L’incarcération d’Ahmed force au recadrage du cinéma et invente de nouvelles perspectives, d’autres lignes de fuite à son triste tableau de l’existence. Des mains se tendent avec bienveillance pour pousser le garçon à accomplir un cheminement inverse, à se convertir à l’« impureté » de la vie jusque-là exécrée. Sa mère, bien sûr, lui rend visite ; la psychologue du centre l’encourage dans son travail de conscience ; Inès, la victime, tente une entrevue de réconciliation ; son éducateur, son avocat, les propriétaires de la ferme où il est accueilli dans le cadre de sa réinsertion, tous le soutiennent. À l’image encore de Louise, la jeune fille des fermiers, qui ébauche un petit flirt avec Ahmed, l’initie à la tendresse et au premier baiser. Qui lui offre une magnifique preuve d’amour et d’humanité.
Peine perdue
Mais le visage et l’esprit aussi fermés que le centre où il est détenu, Ahmed se dérobe cette fois à ses scénaristes qui ne parviennent pas à le sauver de lui-même. Une première dans la cinématographie des Dardenne, toujours confiants en la capacité de résilience de leurs personnages. Trop tard, trop jeune ? À tous les visages ouverts vers l’hypothèse d’un retour en accord avec le monde, Ahmed fait bonne figure. C’est un leurre. Son fanatisme inentamé le rend hermétique à la sollicitude de tous. Le jeune adolescent poursuit sa ligne en solitaire ; il aiguise un nouveau plan d’attaque.

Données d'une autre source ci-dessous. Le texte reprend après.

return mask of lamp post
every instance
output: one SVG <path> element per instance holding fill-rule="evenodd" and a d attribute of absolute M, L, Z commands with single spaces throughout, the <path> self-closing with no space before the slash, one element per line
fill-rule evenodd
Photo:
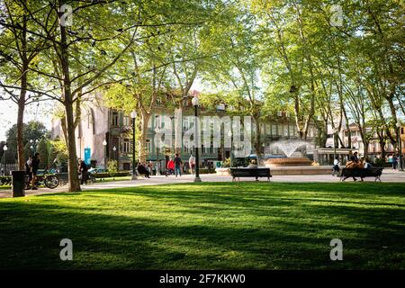
<path fill-rule="evenodd" d="M 137 119 L 137 112 L 135 110 L 130 112 L 130 118 L 132 118 L 132 180 L 136 180 L 138 176 L 135 167 L 135 122 Z"/>
<path fill-rule="evenodd" d="M 193 106 L 194 106 L 194 154 L 195 154 L 195 177 L 194 182 L 201 182 L 200 178 L 200 156 L 198 154 L 198 145 L 200 144 L 199 141 L 197 141 L 200 138 L 200 135 L 198 133 L 198 97 L 194 96 L 192 99 Z"/>
<path fill-rule="evenodd" d="M 35 140 L 30 140 L 30 143 L 31 143 L 30 148 L 33 151 L 33 153 L 37 152 L 37 146 L 38 146 L 39 142 L 40 142 L 40 140 L 38 139 Z"/>
<path fill-rule="evenodd" d="M 338 133 L 338 129 L 334 128 L 333 129 L 333 162 L 335 162 L 336 159 L 336 142 L 337 142 L 337 139 L 336 139 L 336 134 Z"/>
<path fill-rule="evenodd" d="M 232 166 L 232 131 L 228 132 L 228 137 L 230 139 L 230 166 Z"/>
<path fill-rule="evenodd" d="M 4 176 L 5 176 L 5 175 L 6 175 L 6 165 L 7 165 L 7 150 L 8 150 L 8 147 L 7 147 L 7 145 L 4 145 L 4 147 L 3 147 L 3 150 L 4 151 L 4 164 L 3 165 L 3 168 L 4 169 Z"/>
<path fill-rule="evenodd" d="M 104 140 L 103 141 L 103 146 L 104 147 L 104 172 L 107 170 L 107 141 Z"/>
<path fill-rule="evenodd" d="M 160 130 L 158 127 L 155 129 L 155 132 L 158 134 Z M 160 176 L 160 165 L 159 165 L 159 148 L 156 147 L 156 176 Z"/>
<path fill-rule="evenodd" d="M 397 128 L 398 128 L 398 151 L 400 156 L 400 171 L 403 171 L 403 166 L 402 166 L 402 143 L 400 141 L 400 122 L 398 121 L 397 122 Z"/>

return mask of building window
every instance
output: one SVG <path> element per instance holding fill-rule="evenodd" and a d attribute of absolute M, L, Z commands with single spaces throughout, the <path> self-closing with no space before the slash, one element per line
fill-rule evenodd
<path fill-rule="evenodd" d="M 272 135 L 276 136 L 277 135 L 277 125 L 273 124 L 272 125 Z"/>
<path fill-rule="evenodd" d="M 118 123 L 119 123 L 119 119 L 120 119 L 120 116 L 118 114 L 118 112 L 112 112 L 112 116 L 111 118 L 111 124 L 112 124 L 112 126 L 117 127 Z"/>
<path fill-rule="evenodd" d="M 147 139 L 146 140 L 146 153 L 149 154 L 152 151 L 152 144 L 150 143 L 150 140 Z"/>
<path fill-rule="evenodd" d="M 130 153 L 130 140 L 129 139 L 124 139 L 123 141 L 123 152 Z"/>
<path fill-rule="evenodd" d="M 130 126 L 130 117 L 128 116 L 123 116 L 123 125 L 124 126 Z"/>
<path fill-rule="evenodd" d="M 184 153 L 190 153 L 190 141 L 188 140 L 184 140 L 184 148 L 183 148 L 183 151 Z"/>
<path fill-rule="evenodd" d="M 162 128 L 162 120 L 160 115 L 155 116 L 155 128 Z"/>
<path fill-rule="evenodd" d="M 183 118 L 183 130 L 188 130 L 190 129 L 190 117 L 185 116 Z"/>

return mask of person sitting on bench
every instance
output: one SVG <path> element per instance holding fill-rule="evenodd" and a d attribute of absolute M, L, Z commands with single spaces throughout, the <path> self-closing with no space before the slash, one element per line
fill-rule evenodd
<path fill-rule="evenodd" d="M 143 166 L 142 164 L 140 164 L 140 163 L 138 163 L 138 172 L 140 174 L 140 175 L 144 175 L 145 176 L 145 177 L 147 177 L 147 178 L 150 178 L 150 173 L 149 173 L 149 171 L 148 171 L 148 169 L 145 167 L 145 166 Z"/>
<path fill-rule="evenodd" d="M 362 162 L 360 162 L 357 158 L 357 152 L 355 152 L 355 155 L 350 158 L 351 161 L 348 161 L 346 164 L 346 167 L 347 169 L 356 169 L 356 168 L 363 168 L 363 164 Z M 345 178 L 343 178 L 342 181 L 345 181 L 346 179 L 347 179 L 349 176 L 346 176 Z M 354 181 L 357 181 L 357 179 L 355 176 L 352 176 Z"/>
<path fill-rule="evenodd" d="M 256 164 L 255 160 L 252 160 L 250 162 L 250 164 L 248 166 L 248 168 L 249 168 L 249 169 L 257 169 L 258 166 L 257 166 L 257 164 Z M 258 177 L 256 177 L 256 181 L 258 181 Z"/>

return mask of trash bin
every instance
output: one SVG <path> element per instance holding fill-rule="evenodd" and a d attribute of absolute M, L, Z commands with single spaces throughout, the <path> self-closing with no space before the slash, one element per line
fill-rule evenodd
<path fill-rule="evenodd" d="M 25 196 L 25 171 L 12 171 L 13 197 Z"/>

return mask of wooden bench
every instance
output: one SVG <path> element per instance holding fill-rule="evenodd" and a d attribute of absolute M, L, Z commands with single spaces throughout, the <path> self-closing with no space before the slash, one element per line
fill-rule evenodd
<path fill-rule="evenodd" d="M 58 178 L 59 178 L 59 184 L 60 185 L 65 185 L 69 182 L 69 176 L 68 172 L 62 172 L 62 173 L 56 173 L 55 174 Z"/>
<path fill-rule="evenodd" d="M 230 168 L 230 175 L 232 176 L 232 182 L 239 182 L 240 177 L 255 177 L 256 180 L 261 177 L 266 177 L 267 181 L 270 181 L 272 175 L 270 174 L 270 168 Z"/>
<path fill-rule="evenodd" d="M 362 180 L 365 177 L 374 177 L 375 181 L 381 182 L 381 176 L 383 168 L 343 168 L 340 173 L 340 181 L 346 177 L 360 177 Z"/>

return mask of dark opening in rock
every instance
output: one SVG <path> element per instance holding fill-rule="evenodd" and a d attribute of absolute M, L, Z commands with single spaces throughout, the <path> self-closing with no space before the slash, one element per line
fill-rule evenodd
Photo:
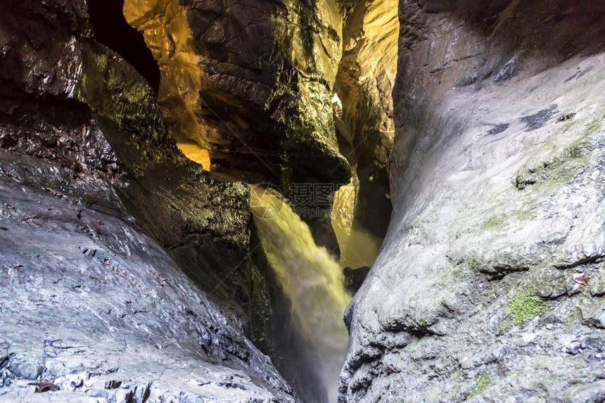
<path fill-rule="evenodd" d="M 157 91 L 160 68 L 143 35 L 126 22 L 122 12 L 124 0 L 89 0 L 87 3 L 95 39 L 124 58 Z"/>

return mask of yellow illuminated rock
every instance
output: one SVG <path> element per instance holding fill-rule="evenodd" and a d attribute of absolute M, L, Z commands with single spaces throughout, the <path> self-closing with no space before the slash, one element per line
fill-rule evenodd
<path fill-rule="evenodd" d="M 343 312 L 351 300 L 343 285 L 342 271 L 328 251 L 315 244 L 309 226 L 279 193 L 260 186 L 250 187 L 250 206 L 262 248 L 291 300 L 301 331 L 313 341 L 324 386 L 331 402 L 335 401 L 348 339 Z"/>
<path fill-rule="evenodd" d="M 202 74 L 198 57 L 188 44 L 191 30 L 178 0 L 125 0 L 126 20 L 143 34 L 160 71 L 158 103 L 173 137 L 189 139 L 179 148 L 190 159 L 208 149 L 208 129 L 200 119 Z M 196 148 L 191 142 L 196 143 Z M 193 154 L 189 155 L 189 153 Z M 209 169 L 209 156 L 202 158 Z M 208 160 L 208 161 L 207 161 Z M 205 165 L 204 165 L 205 164 Z"/>
<path fill-rule="evenodd" d="M 355 219 L 357 178 L 334 193 L 331 212 L 332 227 L 340 248 L 340 267 L 371 267 L 378 256 L 382 238 L 365 230 Z"/>

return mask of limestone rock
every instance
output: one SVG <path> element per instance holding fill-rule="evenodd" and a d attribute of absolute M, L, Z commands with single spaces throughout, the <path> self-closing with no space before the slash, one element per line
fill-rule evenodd
<path fill-rule="evenodd" d="M 602 399 L 604 12 L 400 2 L 394 212 L 341 401 Z"/>
<path fill-rule="evenodd" d="M 248 187 L 178 151 L 84 1 L 0 11 L 0 399 L 295 401 L 245 335 Z"/>
<path fill-rule="evenodd" d="M 330 99 L 340 56 L 336 3 L 127 0 L 160 65 L 173 134 L 213 170 L 251 183 L 346 183 Z"/>

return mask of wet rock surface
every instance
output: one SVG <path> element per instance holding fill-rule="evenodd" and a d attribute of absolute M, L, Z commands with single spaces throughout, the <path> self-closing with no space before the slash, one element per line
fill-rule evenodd
<path fill-rule="evenodd" d="M 397 58 L 397 1 L 357 1 L 343 31 L 343 57 L 334 91 L 340 151 L 359 180 L 355 218 L 383 237 L 392 206 L 386 163 L 393 149 L 393 91 Z"/>
<path fill-rule="evenodd" d="M 245 335 L 247 186 L 178 151 L 84 1 L 0 10 L 0 400 L 295 401 Z"/>
<path fill-rule="evenodd" d="M 341 401 L 605 397 L 604 7 L 400 2 L 394 212 Z"/>
<path fill-rule="evenodd" d="M 0 399 L 294 401 L 108 184 L 0 161 Z"/>

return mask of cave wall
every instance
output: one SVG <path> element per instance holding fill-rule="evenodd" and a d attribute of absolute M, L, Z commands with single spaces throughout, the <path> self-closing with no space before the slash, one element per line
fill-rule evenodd
<path fill-rule="evenodd" d="M 160 65 L 174 134 L 208 148 L 212 170 L 285 187 L 348 181 L 330 103 L 335 1 L 127 0 L 124 12 Z"/>
<path fill-rule="evenodd" d="M 248 187 L 179 151 L 83 1 L 0 11 L 0 399 L 295 401 L 246 336 Z"/>
<path fill-rule="evenodd" d="M 604 11 L 400 1 L 394 212 L 341 401 L 605 397 Z"/>
<path fill-rule="evenodd" d="M 342 116 L 334 117 L 341 152 L 359 181 L 355 218 L 379 237 L 386 234 L 392 211 L 386 164 L 395 137 L 397 10 L 396 0 L 355 4 L 345 23 L 334 86 L 342 107 Z"/>

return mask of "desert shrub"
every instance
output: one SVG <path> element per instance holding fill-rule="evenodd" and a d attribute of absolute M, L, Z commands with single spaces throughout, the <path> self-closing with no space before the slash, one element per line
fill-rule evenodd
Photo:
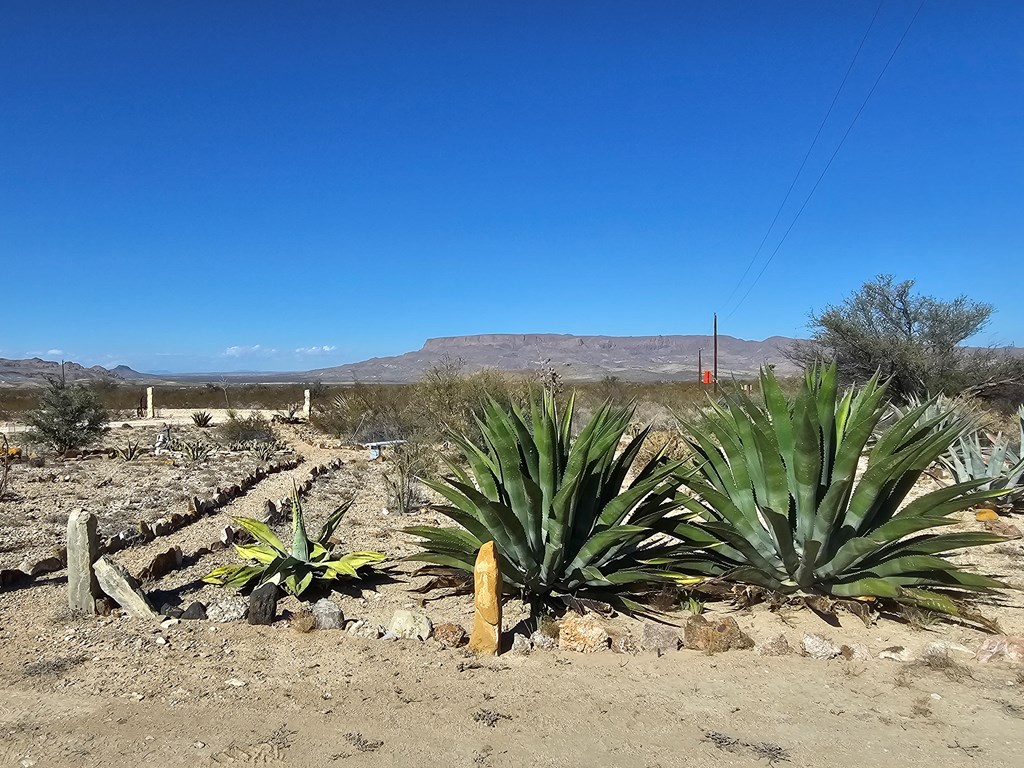
<path fill-rule="evenodd" d="M 400 440 L 414 431 L 412 388 L 356 383 L 317 406 L 311 421 L 317 429 L 353 442 Z"/>
<path fill-rule="evenodd" d="M 196 411 L 193 413 L 193 424 L 206 429 L 213 424 L 213 417 L 207 411 Z"/>
<path fill-rule="evenodd" d="M 279 585 L 290 595 L 301 597 L 314 582 L 330 587 L 340 579 L 358 579 L 360 569 L 381 562 L 386 556 L 380 552 L 352 552 L 347 555 L 334 552 L 331 537 L 350 504 L 343 504 L 332 512 L 316 537 L 310 539 L 306 534 L 299 495 L 293 487 L 290 548 L 266 524 L 249 517 L 232 518 L 257 541 L 254 545 L 234 545 L 241 558 L 255 561 L 255 564 L 221 565 L 207 573 L 203 581 L 237 590 L 270 583 Z"/>
<path fill-rule="evenodd" d="M 239 416 L 230 411 L 227 420 L 217 427 L 220 436 L 227 442 L 248 442 L 250 440 L 272 440 L 273 429 L 262 414 L 253 412 L 249 416 Z"/>
<path fill-rule="evenodd" d="M 423 503 L 420 478 L 432 473 L 434 464 L 434 452 L 425 442 L 410 440 L 394 446 L 383 475 L 390 511 L 402 514 Z"/>
<path fill-rule="evenodd" d="M 786 595 L 884 598 L 959 614 L 956 597 L 1000 582 L 955 566 L 943 553 L 1002 541 L 979 532 L 936 534 L 949 515 L 999 495 L 984 481 L 956 483 L 904 506 L 921 474 L 968 428 L 909 410 L 867 450 L 883 418 L 885 387 L 873 377 L 838 396 L 836 367 L 810 370 L 795 396 L 771 373 L 761 400 L 737 392 L 688 427 L 697 461 L 682 482 L 698 513 L 677 534 L 702 549 L 703 572 Z M 930 531 L 923 536 L 913 536 Z"/>
<path fill-rule="evenodd" d="M 114 450 L 115 455 L 123 462 L 133 462 L 142 455 L 142 449 L 138 440 L 128 440 L 122 447 Z"/>
<path fill-rule="evenodd" d="M 425 482 L 450 502 L 435 509 L 460 527 L 408 528 L 423 540 L 414 559 L 472 571 L 479 548 L 494 541 L 505 590 L 520 594 L 535 618 L 581 600 L 643 611 L 635 593 L 686 582 L 666 564 L 685 553 L 658 536 L 676 523 L 680 463 L 654 457 L 626 485 L 647 436 L 618 452 L 632 410 L 605 406 L 572 438 L 572 408 L 570 398 L 560 410 L 546 392 L 527 421 L 490 401 L 481 420 L 486 447 L 452 433 L 469 471 L 453 463 L 452 476 Z"/>
<path fill-rule="evenodd" d="M 108 415 L 93 389 L 50 379 L 25 421 L 31 427 L 30 439 L 63 453 L 95 441 Z"/>
<path fill-rule="evenodd" d="M 991 305 L 923 296 L 913 285 L 891 274 L 865 283 L 842 304 L 812 313 L 812 338 L 797 342 L 787 356 L 805 367 L 835 360 L 853 382 L 881 371 L 896 399 L 942 392 L 1019 402 L 1024 358 L 1009 349 L 963 346 L 988 324 Z"/>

Comme l’imam Youssouf, les Dardenne donnent le sentiment d’avoir perdu le contrôle de leur « créature », inaptes à lui trouver une échappatoire sans craindre l’angélisme d’un happy end. Quelle serait la scène, quels seraient les plans qui permettraient de filmer cette métamorphose, s’interrogent-ils. Une puissante force vitale poussait autrefois Rosetta à foncer, à avancer dans l’existence batailleuse. Une pulsion de mort travaille ici le jeune fanatique et le pousse à agir contre les cinéastes impuissants à éclairer son esprit obscurci. À tous les radicalisés, aspirants au djihad comme son défunt cousin, la mort n’est pas plus grave qu’une piqûre de moustique, s’offusque l’éducateur du centre de détention…
Sur le retour de la ferme vers le centre fermé, Ahmed s’évade. Il reprend sa course au meurtre, inconscient du sort qui l’attend. Il veut tuer, il sera « descendu » en plein vol. Arrêté net, littéralement terrassé, condamné à vivre prisonnier d’un corps cassé. Sa fuite, qui le conduit au crime, le pousse à la faute, qui est à la fois sanction et possibilité de rédemption. Est-ce là cruauté de la fiction ? Faillite du scénario ? L’accident (ou deus ex machina) n’est pas une excuse. Le jeune Ahmed devient la victime expiatoire d’un crime qu’il n’aura pas commis et qui le dépasse. Aussi, la chute finale ne trahit pas tant l’impuissance de deux cinéastes à pacifier leur personnage que les difficultés des sociétés à stopper le mouvement de l’islamisme (radical).
Philippe Leclercq
Bravo pour cette analyse, si riche, si juste, si forte. Je l’ai diffusée sur Facebook, ne serait-ce que pour que des lecteurs viennent lire ce que vous écrivez sur le blog de l’Ecole des Lettres.
Je ne vois pas toujours les mêmes films que vous (et donc ne me prononce pas sur d’autres analyses), mais là, je ne peux qu’adhérer.